Educator-in-Residence Programme (EiRP)

EiRP facilitates active exchanges between the NUS academic community and distinguished educators from around the world

Visit by Professor Tony Harland, Educator-in-Residence 2018


This year’s Educator-in-Residence, Professor Tony Harland of the University of Otago, New Zealand, gave a thought-provoking talk at the EiRP-Ruth Wong Memorial Lecture on Education, held on 20 September 2018.

The lecture was the central event among the many sessions through which Professor Harland engaged with the NUS community during his 12-day residency at the Centre for Development of Teaching and Learning (CDTL).

Foregrounding the lecture title, “The Assessment Arms Race and its Fallout”, Professor Harland spoke about it as an analogy that refers to the nuclear arms race during the cold war, and connects competition in the animal kingdom with competitiveness in educational systems. Such competition is usually framed by multiple tests and other assessments. The questions he posed about assessment regimes and their impact on critical thinking stimulated deeper thinking about what learning at higher education is about:

  • With the number of assignments and assessments that our students have to complete, are we giving them a chance to perform at an optimal level and succeed?

  • What would we want our students’ learning experience to be at the university?

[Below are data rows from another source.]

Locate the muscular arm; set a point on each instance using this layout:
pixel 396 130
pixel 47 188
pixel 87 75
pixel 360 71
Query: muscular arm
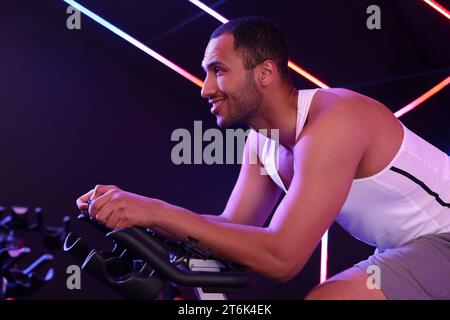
pixel 326 159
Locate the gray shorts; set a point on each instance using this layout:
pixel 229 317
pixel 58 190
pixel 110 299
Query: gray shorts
pixel 419 269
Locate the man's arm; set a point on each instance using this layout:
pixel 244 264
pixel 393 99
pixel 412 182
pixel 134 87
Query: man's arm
pixel 326 159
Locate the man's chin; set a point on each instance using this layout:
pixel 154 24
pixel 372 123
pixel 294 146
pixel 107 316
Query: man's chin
pixel 224 123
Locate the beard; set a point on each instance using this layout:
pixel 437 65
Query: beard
pixel 245 104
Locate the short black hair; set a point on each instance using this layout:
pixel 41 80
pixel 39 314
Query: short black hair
pixel 257 39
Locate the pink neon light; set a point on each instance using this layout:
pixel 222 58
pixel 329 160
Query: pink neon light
pixel 439 8
pixel 423 97
pixel 291 65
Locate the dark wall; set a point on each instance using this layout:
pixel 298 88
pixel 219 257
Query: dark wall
pixel 79 108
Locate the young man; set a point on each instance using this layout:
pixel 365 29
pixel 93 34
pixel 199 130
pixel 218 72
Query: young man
pixel 342 156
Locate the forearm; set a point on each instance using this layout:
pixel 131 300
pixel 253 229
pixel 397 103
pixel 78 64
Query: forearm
pixel 253 247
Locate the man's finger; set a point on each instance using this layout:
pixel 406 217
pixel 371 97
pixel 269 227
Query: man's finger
pixel 82 201
pixel 100 190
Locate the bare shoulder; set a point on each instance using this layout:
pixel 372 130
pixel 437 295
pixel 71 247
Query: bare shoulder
pixel 356 108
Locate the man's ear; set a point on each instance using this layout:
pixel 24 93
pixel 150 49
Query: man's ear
pixel 267 72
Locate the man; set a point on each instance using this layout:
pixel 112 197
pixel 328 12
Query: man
pixel 342 156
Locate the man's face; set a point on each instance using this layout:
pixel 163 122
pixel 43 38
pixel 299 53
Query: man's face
pixel 231 90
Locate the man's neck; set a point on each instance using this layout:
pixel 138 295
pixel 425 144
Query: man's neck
pixel 279 111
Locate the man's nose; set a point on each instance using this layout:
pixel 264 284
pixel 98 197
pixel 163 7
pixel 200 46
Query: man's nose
pixel 209 88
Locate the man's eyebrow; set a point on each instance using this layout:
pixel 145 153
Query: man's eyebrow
pixel 212 64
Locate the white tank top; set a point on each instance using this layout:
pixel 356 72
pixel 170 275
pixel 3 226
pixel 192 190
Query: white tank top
pixel 409 198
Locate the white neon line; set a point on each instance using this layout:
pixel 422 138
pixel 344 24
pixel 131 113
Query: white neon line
pixel 439 8
pixel 441 85
pixel 324 257
pixel 135 42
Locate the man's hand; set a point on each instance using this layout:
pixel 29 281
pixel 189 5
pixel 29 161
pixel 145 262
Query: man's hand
pixel 118 209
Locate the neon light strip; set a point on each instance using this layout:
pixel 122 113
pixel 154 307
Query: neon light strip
pixel 438 8
pixel 423 97
pixel 135 42
pixel 209 11
pixel 324 257
pixel 307 75
pixel 291 65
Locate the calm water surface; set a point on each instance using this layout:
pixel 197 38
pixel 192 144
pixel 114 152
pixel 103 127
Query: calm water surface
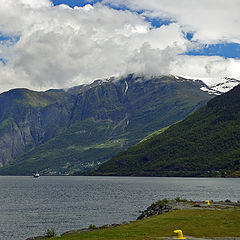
pixel 28 206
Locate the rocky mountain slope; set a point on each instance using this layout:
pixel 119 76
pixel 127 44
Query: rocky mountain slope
pixel 207 143
pixel 57 132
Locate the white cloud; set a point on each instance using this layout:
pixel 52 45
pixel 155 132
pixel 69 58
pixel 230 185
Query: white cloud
pixel 61 47
pixel 212 21
pixel 200 67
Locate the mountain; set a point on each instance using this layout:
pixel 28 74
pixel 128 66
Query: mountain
pixel 206 143
pixel 58 132
pixel 219 86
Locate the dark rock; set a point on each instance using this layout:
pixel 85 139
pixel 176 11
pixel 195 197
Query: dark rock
pixel 154 209
pixel 36 238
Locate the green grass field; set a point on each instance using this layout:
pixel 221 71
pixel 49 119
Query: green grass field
pixel 207 223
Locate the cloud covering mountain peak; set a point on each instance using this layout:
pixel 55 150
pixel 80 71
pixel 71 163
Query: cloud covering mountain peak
pixel 46 46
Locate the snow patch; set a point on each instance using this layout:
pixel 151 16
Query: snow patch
pixel 126 88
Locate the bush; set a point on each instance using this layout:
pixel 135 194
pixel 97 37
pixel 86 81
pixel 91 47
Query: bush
pixel 162 202
pixel 51 233
pixel 178 199
pixel 92 226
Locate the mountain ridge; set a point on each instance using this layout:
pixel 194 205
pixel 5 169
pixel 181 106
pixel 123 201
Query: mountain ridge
pixel 206 143
pixel 54 126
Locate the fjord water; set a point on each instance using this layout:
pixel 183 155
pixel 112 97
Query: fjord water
pixel 28 206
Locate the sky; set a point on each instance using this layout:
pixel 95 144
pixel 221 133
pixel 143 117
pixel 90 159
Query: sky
pixel 63 43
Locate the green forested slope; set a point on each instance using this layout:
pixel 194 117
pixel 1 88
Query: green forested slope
pixel 59 132
pixel 207 143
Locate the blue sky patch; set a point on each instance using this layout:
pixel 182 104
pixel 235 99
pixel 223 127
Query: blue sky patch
pixel 227 50
pixel 73 3
pixel 3 61
pixel 6 38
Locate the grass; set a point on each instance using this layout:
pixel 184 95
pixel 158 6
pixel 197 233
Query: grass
pixel 198 223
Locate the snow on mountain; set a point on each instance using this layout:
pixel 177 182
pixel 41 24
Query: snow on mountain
pixel 219 86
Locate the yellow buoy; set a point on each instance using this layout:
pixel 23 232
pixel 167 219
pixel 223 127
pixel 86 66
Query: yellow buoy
pixel 179 234
pixel 208 203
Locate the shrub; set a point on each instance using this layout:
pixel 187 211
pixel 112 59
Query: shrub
pixel 92 226
pixel 51 233
pixel 162 202
pixel 178 199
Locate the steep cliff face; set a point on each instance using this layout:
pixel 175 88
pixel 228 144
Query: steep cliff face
pixel 206 143
pixel 61 131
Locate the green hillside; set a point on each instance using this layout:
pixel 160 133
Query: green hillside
pixel 61 132
pixel 207 143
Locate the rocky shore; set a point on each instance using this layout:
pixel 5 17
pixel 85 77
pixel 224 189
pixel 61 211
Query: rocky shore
pixel 159 207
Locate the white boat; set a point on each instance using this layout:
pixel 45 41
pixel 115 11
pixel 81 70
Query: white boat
pixel 36 175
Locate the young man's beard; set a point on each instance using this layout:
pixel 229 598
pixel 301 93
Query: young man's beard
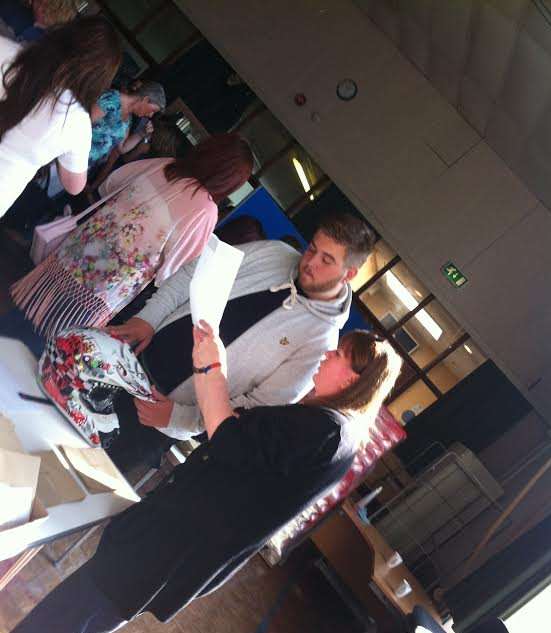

Would we want it to be framed by assessments?

  • How often do our students read beyond the requirements of their programme?

These questions and Professor Harland’s argument to slow down learning resonate with the current educational landscape in Singapore. Education Minister, Mr Ong Ye Kung, has called for a reduction in examinations in the schools and a focus on cultivating a passion for learning (Chia, 2018). He emphasised that a reduction in assessment does not mean a reduction in rigour. Students should have time to think and explore: to enjoy education and their learning experiences, as these would form the cornerstone for the passion for lifelong learning.